# Stall mats?



## hflmusicislife (Dec 15, 2010)

We moved to a great little farm in May, but the old owners were older and didn't do too much in the barn. It's super dusty and needs a bit of work, but we're slowly getting there! We want to put in stall mats, but never having had our own farm before we're not sure what kind would be best and easier to handle. Any opinions? We're on a budget, but of course we don't want ones that will fall apart.


----------



## SouthernTrails (Dec 19, 2008)

.

Tractor Supply has Stall Mats at about the least expensive price I have found, the were 37.00 each for a 4' x 6' material is rubber and about an inch thick.



.


----------



## gunslinger (Sep 17, 2011)

SouthernTrailsGA said:


> .
> 
> Tractor Supply has Stall Mats at about the least expensive price I have found, the were 37.00 each for a 4' x 6' material is rubber and about an inch thick.
> 
> ...


Yep, these are the ones we have in our stalls.


----------



## hflmusicislife (Dec 15, 2010)

How do like them? I've heard mixed reviews.


----------



## equiniphile (Aug 16, 2009)

A tip for you: Use pliars to move them. We used to need three people to drag the huge ones with our hands, and it was awkward to do. I can move them by myself easily with a pair of pliars.

As for the type of mats, I don't notice a difference between brands.


----------



## hflmusicislife (Dec 15, 2010)

Hmm, okay.
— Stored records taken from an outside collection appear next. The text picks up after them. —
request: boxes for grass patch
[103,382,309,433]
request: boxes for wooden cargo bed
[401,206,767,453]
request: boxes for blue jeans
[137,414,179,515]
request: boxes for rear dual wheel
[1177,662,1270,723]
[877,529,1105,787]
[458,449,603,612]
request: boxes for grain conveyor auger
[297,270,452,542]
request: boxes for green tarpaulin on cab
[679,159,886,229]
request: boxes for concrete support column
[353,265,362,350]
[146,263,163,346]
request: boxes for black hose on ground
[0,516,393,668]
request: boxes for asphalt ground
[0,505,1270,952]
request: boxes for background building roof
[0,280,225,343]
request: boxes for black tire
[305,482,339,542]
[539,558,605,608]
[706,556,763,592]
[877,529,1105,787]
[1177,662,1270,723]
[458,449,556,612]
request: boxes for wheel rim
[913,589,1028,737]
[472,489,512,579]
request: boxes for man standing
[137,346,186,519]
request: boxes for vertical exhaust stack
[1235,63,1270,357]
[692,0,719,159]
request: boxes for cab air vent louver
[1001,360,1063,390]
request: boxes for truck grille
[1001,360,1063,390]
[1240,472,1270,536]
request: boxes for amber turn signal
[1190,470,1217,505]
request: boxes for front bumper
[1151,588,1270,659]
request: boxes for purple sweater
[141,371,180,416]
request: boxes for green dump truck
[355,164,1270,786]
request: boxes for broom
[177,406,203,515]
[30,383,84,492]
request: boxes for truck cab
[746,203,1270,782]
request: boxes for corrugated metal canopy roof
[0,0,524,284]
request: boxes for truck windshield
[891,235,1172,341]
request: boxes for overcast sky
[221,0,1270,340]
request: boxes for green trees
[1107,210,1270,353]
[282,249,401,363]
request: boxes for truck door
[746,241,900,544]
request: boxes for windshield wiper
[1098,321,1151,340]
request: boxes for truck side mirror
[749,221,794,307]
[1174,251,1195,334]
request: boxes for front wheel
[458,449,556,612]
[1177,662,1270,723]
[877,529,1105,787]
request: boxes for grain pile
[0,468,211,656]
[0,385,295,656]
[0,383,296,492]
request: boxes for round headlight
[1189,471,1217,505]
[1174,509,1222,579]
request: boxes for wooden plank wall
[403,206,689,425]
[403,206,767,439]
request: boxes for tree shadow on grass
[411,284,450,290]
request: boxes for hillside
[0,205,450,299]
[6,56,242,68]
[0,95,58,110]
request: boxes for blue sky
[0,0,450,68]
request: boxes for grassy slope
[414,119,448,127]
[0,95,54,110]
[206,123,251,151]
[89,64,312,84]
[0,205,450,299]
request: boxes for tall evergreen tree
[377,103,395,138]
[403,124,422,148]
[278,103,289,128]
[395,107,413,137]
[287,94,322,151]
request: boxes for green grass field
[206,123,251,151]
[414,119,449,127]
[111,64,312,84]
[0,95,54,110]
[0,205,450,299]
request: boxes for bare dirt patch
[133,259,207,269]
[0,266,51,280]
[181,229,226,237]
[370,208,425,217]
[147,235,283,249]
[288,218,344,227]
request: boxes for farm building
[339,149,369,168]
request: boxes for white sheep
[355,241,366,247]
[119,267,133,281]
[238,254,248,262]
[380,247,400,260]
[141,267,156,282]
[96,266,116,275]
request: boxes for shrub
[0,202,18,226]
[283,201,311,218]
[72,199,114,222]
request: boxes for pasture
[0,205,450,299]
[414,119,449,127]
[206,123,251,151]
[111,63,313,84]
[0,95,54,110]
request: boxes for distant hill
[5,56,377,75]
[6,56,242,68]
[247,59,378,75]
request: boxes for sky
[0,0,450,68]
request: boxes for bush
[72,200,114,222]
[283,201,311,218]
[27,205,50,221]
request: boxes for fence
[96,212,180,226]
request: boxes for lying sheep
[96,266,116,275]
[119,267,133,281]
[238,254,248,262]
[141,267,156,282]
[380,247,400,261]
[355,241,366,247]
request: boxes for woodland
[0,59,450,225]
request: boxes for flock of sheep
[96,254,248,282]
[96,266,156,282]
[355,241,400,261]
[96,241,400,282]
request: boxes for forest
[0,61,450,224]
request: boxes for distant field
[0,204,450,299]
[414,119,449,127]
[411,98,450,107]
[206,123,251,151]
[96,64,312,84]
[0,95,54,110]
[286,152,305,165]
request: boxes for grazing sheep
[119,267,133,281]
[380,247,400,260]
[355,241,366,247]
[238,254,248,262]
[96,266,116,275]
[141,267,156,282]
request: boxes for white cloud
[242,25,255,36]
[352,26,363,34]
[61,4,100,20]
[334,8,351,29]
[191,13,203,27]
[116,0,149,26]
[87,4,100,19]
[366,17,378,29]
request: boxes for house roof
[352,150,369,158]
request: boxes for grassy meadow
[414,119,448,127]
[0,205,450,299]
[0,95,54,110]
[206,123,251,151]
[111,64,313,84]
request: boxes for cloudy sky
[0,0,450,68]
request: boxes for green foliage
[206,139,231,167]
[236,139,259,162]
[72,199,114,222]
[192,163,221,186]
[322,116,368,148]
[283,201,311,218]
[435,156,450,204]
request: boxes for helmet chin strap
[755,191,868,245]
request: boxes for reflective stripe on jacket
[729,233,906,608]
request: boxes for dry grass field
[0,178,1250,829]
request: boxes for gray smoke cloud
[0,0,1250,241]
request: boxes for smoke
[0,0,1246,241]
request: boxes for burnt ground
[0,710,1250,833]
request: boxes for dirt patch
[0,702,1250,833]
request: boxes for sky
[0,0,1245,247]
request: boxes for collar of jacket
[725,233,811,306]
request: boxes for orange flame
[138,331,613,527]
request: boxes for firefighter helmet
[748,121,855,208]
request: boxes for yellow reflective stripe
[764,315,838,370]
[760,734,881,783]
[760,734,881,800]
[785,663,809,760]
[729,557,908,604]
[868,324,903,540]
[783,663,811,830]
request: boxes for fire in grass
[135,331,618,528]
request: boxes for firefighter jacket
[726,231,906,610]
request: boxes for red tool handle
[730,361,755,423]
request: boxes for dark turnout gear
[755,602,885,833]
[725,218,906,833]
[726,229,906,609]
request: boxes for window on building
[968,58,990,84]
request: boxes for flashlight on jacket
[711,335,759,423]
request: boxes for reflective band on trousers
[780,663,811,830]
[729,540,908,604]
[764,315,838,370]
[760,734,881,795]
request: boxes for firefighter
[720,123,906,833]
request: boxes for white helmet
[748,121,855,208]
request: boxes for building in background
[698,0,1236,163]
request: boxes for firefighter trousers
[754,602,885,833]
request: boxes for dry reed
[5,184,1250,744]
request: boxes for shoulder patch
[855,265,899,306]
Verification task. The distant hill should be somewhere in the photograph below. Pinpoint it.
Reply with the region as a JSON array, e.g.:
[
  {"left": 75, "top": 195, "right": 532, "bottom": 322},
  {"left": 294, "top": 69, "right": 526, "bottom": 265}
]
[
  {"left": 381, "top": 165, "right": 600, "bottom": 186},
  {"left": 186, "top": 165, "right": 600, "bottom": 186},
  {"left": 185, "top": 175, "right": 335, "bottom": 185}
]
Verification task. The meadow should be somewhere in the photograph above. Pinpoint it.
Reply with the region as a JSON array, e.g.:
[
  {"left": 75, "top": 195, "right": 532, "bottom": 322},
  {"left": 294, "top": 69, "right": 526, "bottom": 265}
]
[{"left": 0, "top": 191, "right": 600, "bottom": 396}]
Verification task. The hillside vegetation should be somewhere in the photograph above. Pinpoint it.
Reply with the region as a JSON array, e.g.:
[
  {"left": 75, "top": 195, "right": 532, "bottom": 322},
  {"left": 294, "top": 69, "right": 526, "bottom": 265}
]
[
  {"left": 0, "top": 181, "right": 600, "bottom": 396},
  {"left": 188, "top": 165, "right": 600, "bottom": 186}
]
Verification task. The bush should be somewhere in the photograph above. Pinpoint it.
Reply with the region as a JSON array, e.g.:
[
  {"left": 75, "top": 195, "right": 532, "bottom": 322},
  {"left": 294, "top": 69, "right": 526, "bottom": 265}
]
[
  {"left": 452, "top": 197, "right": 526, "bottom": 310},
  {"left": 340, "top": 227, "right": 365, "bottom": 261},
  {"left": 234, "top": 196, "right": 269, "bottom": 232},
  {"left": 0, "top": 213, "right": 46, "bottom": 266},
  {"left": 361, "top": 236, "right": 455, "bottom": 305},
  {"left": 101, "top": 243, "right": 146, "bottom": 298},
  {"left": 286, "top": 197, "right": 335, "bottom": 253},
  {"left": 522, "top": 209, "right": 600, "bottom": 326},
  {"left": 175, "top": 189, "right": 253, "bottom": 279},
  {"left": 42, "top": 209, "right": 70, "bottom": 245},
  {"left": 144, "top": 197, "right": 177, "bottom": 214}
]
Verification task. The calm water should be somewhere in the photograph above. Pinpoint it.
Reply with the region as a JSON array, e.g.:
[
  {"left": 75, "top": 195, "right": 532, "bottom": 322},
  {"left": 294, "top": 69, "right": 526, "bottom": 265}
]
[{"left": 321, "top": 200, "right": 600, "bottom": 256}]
I'll look into them, thanks!


----------



## stevenson (Sep 12, 2011)

I bought the TSC ones, and use them as mats in my horse trailer. Heavy to move, but it makes the ride a bit smoother for the horses, and they are about 12 yrs old now and still in decent shape, even had cattle and bison on them.


----------



## gunslinger (Sep 17, 2011)

hflmusicislife said:


> How do like them? I've heard mixed reviews.


They seem to work well for us, but they're the only ones we've tried.

Personally, I like TSC and think they're customer oriented for the most part and a good company to deal with.

That, and another buck or so will buy you a cup of coffee......:wink:


----------



## my2geldings (Feb 18, 2008)

hflmusicislife said:


> We moved to a great little farm in May, but the old owners were older and didn't do too much in the barn. It's super dusty and needs a bit of work, but we're slowly getting there! We want to put in stall mats, but never having had our own farm before we're not sure what kind would be best and easier to handle. Any opinions? We're on a budget, but of course we don't want ones that will fall apart.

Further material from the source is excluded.